I guess I never thought of myself as being a hero for playing a game that I loved. That’s just how I grew up playing, and how I grew up watching other players play. And if that makes me a hero— I mean, there are far greater heroes out there than me. But if I can be a small hero or a hero to some, then I think that’s incredible.

Who are your heroes?

Growing up, I guess it was baseball players, too. Which is kind of odd, because now that I’m a baseball player I don’t think of myself as a hero. There are far greater heroes out there who do it every day, and not just in sports, but I guess sports is kind of on a platform. I grew up watching Craig Biggio play. I was an Astros fan, so I watched those guys growing up. Craig Biggio gave it everything he had; he’s from New York, by the way. And [I grew up] hearing my dad talk about Hank Greenberg and guys like that, in terms of heroes. Every day, there’s somebody new.

Not just fans like the way you play. Other baseball players do, too. How does it feel to know that other Jewish baseball players want you to succeed?

I never would’ve thought that people would say that about me, but that’s awesome. Because I want everybody who works hard for their goals [to succeed]. That’s something that my parents instilled in me as a kid. If you have a dream, and you work hard enough, and you perform enough, you can make it happen, whatever that dream is. That’s incredible that other players want me to succeed, because I wouldn’t want anything other than success for those players behind me—if I made it—and for those in front of me. [In baseball] and in life it’s about giving it everything you have and not holding anything back, and for those who do that, I think they should be rewarded.

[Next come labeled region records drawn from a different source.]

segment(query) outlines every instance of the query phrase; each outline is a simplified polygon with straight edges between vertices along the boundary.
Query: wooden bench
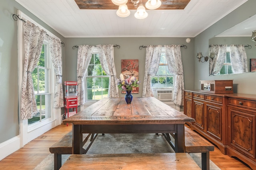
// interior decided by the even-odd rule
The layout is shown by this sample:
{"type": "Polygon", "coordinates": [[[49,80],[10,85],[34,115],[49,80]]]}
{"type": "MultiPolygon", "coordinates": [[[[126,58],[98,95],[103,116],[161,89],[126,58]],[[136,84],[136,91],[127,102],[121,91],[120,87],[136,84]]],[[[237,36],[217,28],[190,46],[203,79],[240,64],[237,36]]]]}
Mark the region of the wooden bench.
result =
{"type": "MultiPolygon", "coordinates": [[[[214,147],[199,134],[184,126],[185,147],[187,153],[202,153],[202,169],[210,170],[210,151],[214,150],[214,147]]],[[[174,135],[170,134],[174,140],[174,135]]],[[[174,143],[169,134],[163,134],[164,136],[174,149],[174,143]]]]}
{"type": "Polygon", "coordinates": [[[61,170],[201,170],[187,153],[72,154],[61,170]]]}
{"type": "MultiPolygon", "coordinates": [[[[84,145],[87,141],[90,136],[91,135],[90,142],[88,147],[86,149],[84,149],[83,153],[86,154],[90,147],[92,144],[92,143],[95,139],[98,134],[84,134],[87,136],[83,138],[83,145],[84,145]]],[[[72,154],[72,131],[67,133],[61,139],[56,142],[50,148],[50,152],[54,154],[54,169],[58,170],[61,167],[62,164],[62,155],[66,154],[72,154]]]]}

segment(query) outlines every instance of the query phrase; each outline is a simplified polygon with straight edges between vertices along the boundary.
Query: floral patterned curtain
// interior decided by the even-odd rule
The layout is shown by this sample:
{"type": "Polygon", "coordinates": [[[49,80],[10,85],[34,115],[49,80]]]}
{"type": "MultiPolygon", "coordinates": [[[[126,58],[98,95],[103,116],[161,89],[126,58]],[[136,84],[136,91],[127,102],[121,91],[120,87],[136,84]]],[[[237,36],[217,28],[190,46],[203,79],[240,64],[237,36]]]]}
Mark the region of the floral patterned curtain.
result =
{"type": "Polygon", "coordinates": [[[175,75],[173,102],[178,105],[183,106],[184,76],[180,45],[164,45],[164,49],[168,69],[171,74],[175,75]]]}
{"type": "Polygon", "coordinates": [[[247,56],[244,45],[230,45],[230,61],[233,73],[248,72],[247,56]]]}
{"type": "Polygon", "coordinates": [[[28,119],[37,112],[31,72],[40,58],[46,32],[29,21],[24,25],[25,59],[21,101],[22,119],[28,119]]]}
{"type": "Polygon", "coordinates": [[[161,57],[162,45],[149,45],[146,48],[145,75],[142,97],[153,97],[151,87],[151,76],[154,76],[157,72],[161,57]]]}
{"type": "Polygon", "coordinates": [[[96,45],[99,53],[100,64],[105,72],[110,76],[108,97],[118,98],[118,89],[116,67],[114,61],[114,47],[113,45],[96,45]]]}
{"type": "Polygon", "coordinates": [[[213,53],[215,57],[213,60],[210,59],[209,61],[209,72],[210,76],[220,72],[223,66],[227,53],[227,45],[210,45],[209,54],[213,53]]]}
{"type": "Polygon", "coordinates": [[[92,58],[94,46],[79,45],[77,53],[77,98],[78,105],[84,105],[86,101],[84,76],[92,58]]]}
{"type": "Polygon", "coordinates": [[[61,56],[61,42],[58,39],[49,36],[49,44],[52,55],[52,62],[56,75],[54,89],[54,106],[64,107],[62,88],[62,64],[61,56]]]}

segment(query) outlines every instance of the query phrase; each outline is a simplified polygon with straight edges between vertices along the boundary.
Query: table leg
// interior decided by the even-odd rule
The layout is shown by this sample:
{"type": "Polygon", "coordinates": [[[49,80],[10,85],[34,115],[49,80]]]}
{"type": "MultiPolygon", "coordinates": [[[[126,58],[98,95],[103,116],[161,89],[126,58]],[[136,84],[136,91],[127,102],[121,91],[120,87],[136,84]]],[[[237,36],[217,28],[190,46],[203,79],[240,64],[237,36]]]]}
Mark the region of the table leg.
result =
{"type": "Polygon", "coordinates": [[[83,153],[83,134],[81,132],[81,125],[73,125],[73,154],[83,153]]]}
{"type": "Polygon", "coordinates": [[[176,153],[185,152],[185,134],[184,132],[184,124],[177,125],[177,133],[174,135],[175,148],[176,153]]]}

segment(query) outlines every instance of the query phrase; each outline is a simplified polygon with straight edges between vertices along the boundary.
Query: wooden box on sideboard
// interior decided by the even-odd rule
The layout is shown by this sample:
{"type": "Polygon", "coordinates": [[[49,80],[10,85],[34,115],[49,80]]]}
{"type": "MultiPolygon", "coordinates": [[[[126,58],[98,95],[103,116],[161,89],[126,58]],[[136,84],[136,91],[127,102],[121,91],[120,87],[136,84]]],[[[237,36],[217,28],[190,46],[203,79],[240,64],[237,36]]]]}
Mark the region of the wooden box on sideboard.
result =
{"type": "Polygon", "coordinates": [[[233,80],[201,80],[200,92],[214,94],[233,93],[233,80]]]}

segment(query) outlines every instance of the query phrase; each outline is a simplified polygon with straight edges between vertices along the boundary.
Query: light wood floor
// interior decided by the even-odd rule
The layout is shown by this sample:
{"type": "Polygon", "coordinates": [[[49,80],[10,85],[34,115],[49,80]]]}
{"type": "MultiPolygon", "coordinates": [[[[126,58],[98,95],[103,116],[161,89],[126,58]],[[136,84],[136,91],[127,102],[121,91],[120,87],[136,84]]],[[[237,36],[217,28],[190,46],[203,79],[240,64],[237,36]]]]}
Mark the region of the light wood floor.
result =
{"type": "MultiPolygon", "coordinates": [[[[33,170],[50,153],[49,148],[72,129],[72,125],[61,125],[49,131],[0,161],[0,169],[33,170]]],[[[210,152],[210,159],[221,170],[251,169],[217,147],[210,152]]]]}

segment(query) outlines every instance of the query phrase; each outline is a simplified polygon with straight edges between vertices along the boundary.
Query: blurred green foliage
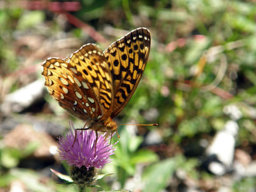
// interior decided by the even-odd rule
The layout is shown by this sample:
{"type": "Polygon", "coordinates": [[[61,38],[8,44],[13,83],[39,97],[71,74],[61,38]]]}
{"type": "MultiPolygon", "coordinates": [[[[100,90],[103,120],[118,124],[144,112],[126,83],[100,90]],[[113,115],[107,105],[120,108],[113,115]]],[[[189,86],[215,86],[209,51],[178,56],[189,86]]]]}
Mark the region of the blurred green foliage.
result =
{"type": "MultiPolygon", "coordinates": [[[[140,181],[146,183],[143,191],[157,191],[167,187],[171,191],[170,180],[180,169],[191,179],[214,180],[212,175],[198,169],[202,162],[197,158],[181,153],[191,142],[198,142],[201,139],[210,141],[230,118],[223,111],[230,105],[237,106],[243,115],[237,121],[239,130],[236,147],[255,158],[254,2],[83,0],[81,9],[71,13],[110,42],[122,36],[105,35],[104,29],[109,26],[127,31],[145,27],[151,34],[151,47],[143,76],[117,118],[122,123],[135,121],[159,125],[140,127],[142,133],[139,131],[139,135],[131,134],[121,126],[113,161],[102,170],[115,172],[116,174],[110,177],[114,178],[113,180],[100,182],[105,189],[111,190],[110,185],[114,181],[119,183],[120,188],[124,187],[136,173],[138,164],[144,166],[140,181]],[[218,89],[213,91],[215,87],[218,89]],[[230,94],[233,95],[228,97],[230,94]],[[150,116],[148,111],[154,112],[150,116]],[[171,153],[142,147],[144,133],[154,129],[161,135],[162,144],[167,149],[178,146],[176,150],[171,153]]],[[[16,43],[20,37],[38,35],[52,41],[79,38],[85,43],[93,41],[82,29],[63,23],[61,17],[46,10],[29,10],[7,5],[1,8],[0,76],[28,67],[22,63],[30,54],[21,50],[33,54],[35,50],[29,46],[19,47],[16,43]]],[[[54,56],[53,53],[51,56],[54,56]]],[[[43,60],[38,57],[36,61],[41,63],[43,60]]],[[[38,74],[37,78],[42,78],[39,76],[38,74]]],[[[19,83],[12,84],[10,92],[23,85],[22,78],[17,81],[19,83]]],[[[61,119],[63,110],[54,101],[49,103],[54,106],[52,109],[57,114],[57,120],[52,116],[51,121],[65,124],[61,119]]],[[[113,138],[115,142],[116,139],[113,138]]],[[[0,147],[1,188],[6,189],[19,179],[28,191],[75,191],[73,186],[66,188],[52,180],[45,185],[39,183],[38,180],[43,177],[41,173],[17,167],[21,159],[33,153],[34,147],[25,153],[3,145],[0,147]]],[[[253,177],[245,178],[233,180],[232,183],[234,191],[247,191],[255,186],[255,180],[253,177]]]]}

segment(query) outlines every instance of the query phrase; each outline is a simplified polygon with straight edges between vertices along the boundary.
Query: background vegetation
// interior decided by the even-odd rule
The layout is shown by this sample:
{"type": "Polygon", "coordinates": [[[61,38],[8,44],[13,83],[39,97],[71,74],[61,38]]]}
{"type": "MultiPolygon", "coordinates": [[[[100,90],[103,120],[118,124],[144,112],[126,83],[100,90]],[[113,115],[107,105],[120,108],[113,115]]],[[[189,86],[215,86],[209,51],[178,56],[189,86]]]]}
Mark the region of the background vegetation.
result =
{"type": "Polygon", "coordinates": [[[88,43],[105,50],[140,27],[151,33],[149,58],[115,120],[159,125],[121,126],[113,161],[102,170],[116,174],[99,185],[135,191],[255,190],[256,168],[250,166],[256,158],[254,1],[38,2],[0,2],[0,191],[76,190],[57,185],[61,181],[50,168],[66,173],[54,155],[56,138],[65,134],[68,119],[76,127],[83,123],[41,87],[41,65],[88,43]],[[32,83],[38,84],[27,88],[32,83]],[[239,126],[234,165],[214,175],[205,166],[205,149],[230,119],[239,126]]]}

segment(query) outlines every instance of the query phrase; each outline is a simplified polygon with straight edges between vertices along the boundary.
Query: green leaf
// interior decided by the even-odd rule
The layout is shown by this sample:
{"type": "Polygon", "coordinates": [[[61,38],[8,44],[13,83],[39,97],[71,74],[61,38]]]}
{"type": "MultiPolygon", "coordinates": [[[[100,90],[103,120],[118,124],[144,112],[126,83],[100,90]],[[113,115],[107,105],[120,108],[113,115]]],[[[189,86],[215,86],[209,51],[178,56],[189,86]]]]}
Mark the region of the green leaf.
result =
{"type": "Polygon", "coordinates": [[[106,173],[106,174],[100,174],[100,175],[98,175],[95,177],[95,180],[100,180],[100,179],[102,179],[103,177],[111,175],[114,174],[115,174],[115,173],[106,173]]]}
{"type": "Polygon", "coordinates": [[[160,191],[168,185],[175,169],[174,158],[170,158],[150,165],[143,175],[145,192],[160,191]]]}
{"type": "Polygon", "coordinates": [[[153,163],[157,161],[158,159],[158,156],[153,151],[148,149],[141,149],[131,157],[130,163],[135,165],[141,163],[153,163]]]}
{"type": "Polygon", "coordinates": [[[26,29],[42,22],[45,19],[45,14],[43,11],[33,11],[25,12],[18,22],[17,28],[26,29]]]}
{"type": "Polygon", "coordinates": [[[63,179],[65,181],[69,181],[69,182],[73,182],[73,180],[71,178],[68,176],[68,175],[66,175],[60,173],[60,172],[58,172],[58,171],[55,171],[54,170],[53,170],[52,169],[50,169],[51,171],[54,173],[56,175],[59,177],[60,179],[63,179]]]}

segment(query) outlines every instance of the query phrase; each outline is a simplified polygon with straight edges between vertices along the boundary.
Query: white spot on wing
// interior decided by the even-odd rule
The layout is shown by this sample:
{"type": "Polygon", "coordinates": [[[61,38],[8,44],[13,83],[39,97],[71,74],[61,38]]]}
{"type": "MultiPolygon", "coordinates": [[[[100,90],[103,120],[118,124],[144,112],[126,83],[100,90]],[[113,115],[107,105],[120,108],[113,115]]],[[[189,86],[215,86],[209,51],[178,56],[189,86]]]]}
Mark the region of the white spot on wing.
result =
{"type": "Polygon", "coordinates": [[[77,71],[73,67],[70,67],[70,69],[75,74],[77,74],[77,71]]]}
{"type": "Polygon", "coordinates": [[[84,87],[84,89],[89,89],[89,87],[88,86],[88,85],[87,85],[86,83],[85,83],[84,82],[82,82],[82,84],[83,84],[83,86],[84,87]]]}
{"type": "Polygon", "coordinates": [[[65,63],[61,63],[60,65],[65,68],[68,68],[68,66],[65,63]]]}
{"type": "Polygon", "coordinates": [[[78,86],[80,87],[82,86],[82,85],[81,85],[81,83],[78,81],[78,79],[77,79],[76,77],[74,77],[74,79],[75,79],[75,81],[76,82],[77,85],[78,85],[78,86]]]}
{"type": "Polygon", "coordinates": [[[93,99],[91,98],[88,98],[88,100],[89,100],[90,102],[91,102],[92,103],[94,103],[95,101],[93,99]]]}
{"type": "Polygon", "coordinates": [[[62,78],[59,78],[59,79],[60,79],[60,81],[61,82],[61,83],[62,83],[64,85],[69,85],[68,82],[65,79],[63,79],[62,78]]]}
{"type": "Polygon", "coordinates": [[[82,99],[82,95],[77,91],[76,91],[76,95],[78,99],[82,99]]]}
{"type": "Polygon", "coordinates": [[[60,67],[60,63],[59,62],[56,62],[54,64],[53,64],[54,65],[55,65],[55,66],[57,66],[57,67],[60,67]]]}
{"type": "Polygon", "coordinates": [[[64,92],[66,93],[66,94],[68,94],[68,90],[67,88],[66,87],[62,87],[62,90],[63,91],[64,91],[64,92]]]}
{"type": "Polygon", "coordinates": [[[60,93],[60,99],[64,99],[64,95],[62,93],[60,93]]]}

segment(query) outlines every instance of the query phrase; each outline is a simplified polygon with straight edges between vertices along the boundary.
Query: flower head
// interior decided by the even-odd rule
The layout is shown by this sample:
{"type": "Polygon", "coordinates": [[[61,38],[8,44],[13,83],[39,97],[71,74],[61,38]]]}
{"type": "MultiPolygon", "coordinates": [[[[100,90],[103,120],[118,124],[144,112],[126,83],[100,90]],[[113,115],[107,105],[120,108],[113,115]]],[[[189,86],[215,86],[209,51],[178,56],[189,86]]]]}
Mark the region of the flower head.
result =
{"type": "Polygon", "coordinates": [[[77,130],[76,142],[72,147],[75,139],[73,131],[75,131],[75,129],[71,121],[69,126],[70,131],[67,134],[67,138],[62,136],[59,138],[58,158],[60,160],[67,161],[69,165],[75,165],[79,169],[84,166],[87,170],[92,167],[103,168],[107,163],[111,162],[112,159],[109,156],[114,154],[116,150],[113,145],[108,143],[111,135],[105,138],[106,133],[105,133],[98,137],[96,154],[94,154],[96,139],[94,131],[77,130]]]}

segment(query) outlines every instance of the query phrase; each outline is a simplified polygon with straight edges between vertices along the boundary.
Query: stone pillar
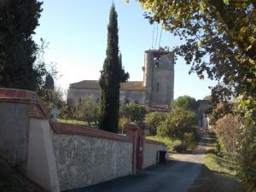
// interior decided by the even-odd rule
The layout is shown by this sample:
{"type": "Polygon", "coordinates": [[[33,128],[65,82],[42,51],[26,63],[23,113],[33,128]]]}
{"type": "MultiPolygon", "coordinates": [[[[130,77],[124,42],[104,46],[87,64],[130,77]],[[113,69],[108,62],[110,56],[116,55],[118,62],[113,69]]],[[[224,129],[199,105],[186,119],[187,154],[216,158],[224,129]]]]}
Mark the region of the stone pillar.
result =
{"type": "Polygon", "coordinates": [[[143,166],[143,150],[145,143],[144,124],[130,123],[125,125],[126,135],[133,138],[132,172],[143,166]]]}

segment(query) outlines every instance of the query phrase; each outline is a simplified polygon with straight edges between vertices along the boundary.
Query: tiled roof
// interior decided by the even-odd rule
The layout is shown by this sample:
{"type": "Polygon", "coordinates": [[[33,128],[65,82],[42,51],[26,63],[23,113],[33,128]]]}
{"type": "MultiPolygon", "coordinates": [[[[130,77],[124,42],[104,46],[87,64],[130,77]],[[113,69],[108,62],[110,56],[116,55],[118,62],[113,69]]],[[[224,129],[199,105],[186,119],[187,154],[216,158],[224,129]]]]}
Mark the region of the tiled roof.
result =
{"type": "MultiPolygon", "coordinates": [[[[122,83],[120,90],[144,90],[143,81],[129,81],[122,83]]],[[[77,83],[70,84],[69,88],[73,89],[99,89],[99,83],[97,80],[84,80],[77,83]]]]}

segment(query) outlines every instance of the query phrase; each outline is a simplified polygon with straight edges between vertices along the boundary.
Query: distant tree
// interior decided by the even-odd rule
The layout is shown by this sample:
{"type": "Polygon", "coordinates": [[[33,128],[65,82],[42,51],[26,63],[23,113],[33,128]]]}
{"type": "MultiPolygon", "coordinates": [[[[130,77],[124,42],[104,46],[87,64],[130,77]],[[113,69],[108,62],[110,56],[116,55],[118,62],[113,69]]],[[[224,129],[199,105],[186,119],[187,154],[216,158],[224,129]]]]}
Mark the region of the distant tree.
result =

Do you have any advice for young Jewish kids who want to play baseball?

It’s exactly what I just said. Whatever it is you choose in life, there are no guarantees. You don’t know if you will make it or not, so the decision should never be about whether or not it’s guaranteed. What’s more or less likely to happen shouldn’t be why you choose something. You should choose something because you love it. And if you love it, you’ll give everything you have for it, and you’ll be far more likely to succeed. And if you give everything you have at the thing you love, then you’ll never work a day in your life, and you’ll enjoy it, too, and you’ll probably give back, too. Then when those people are in my position, they’ll be able to look back and say the same thing to the people coming after them.

Speaking of giving back, are there any causes or charities that you’d like the readers to know about, that you’d like them to support, that are dear to your heart?

There are a bunch. Lately, I’ve been focused on food, actually, on global health. I don’t really have a specific cause, but just that it could be better. Hunger and nutrition—even the foods that we eat aren’t the best. That’s just one cause, one of many.

Anything else you would like to tell the readers of Jewish Baseball News about who you are?

Just thanks for following me. And it’s been a hell of a ride and I hope it keeps going. And I hope they keep following.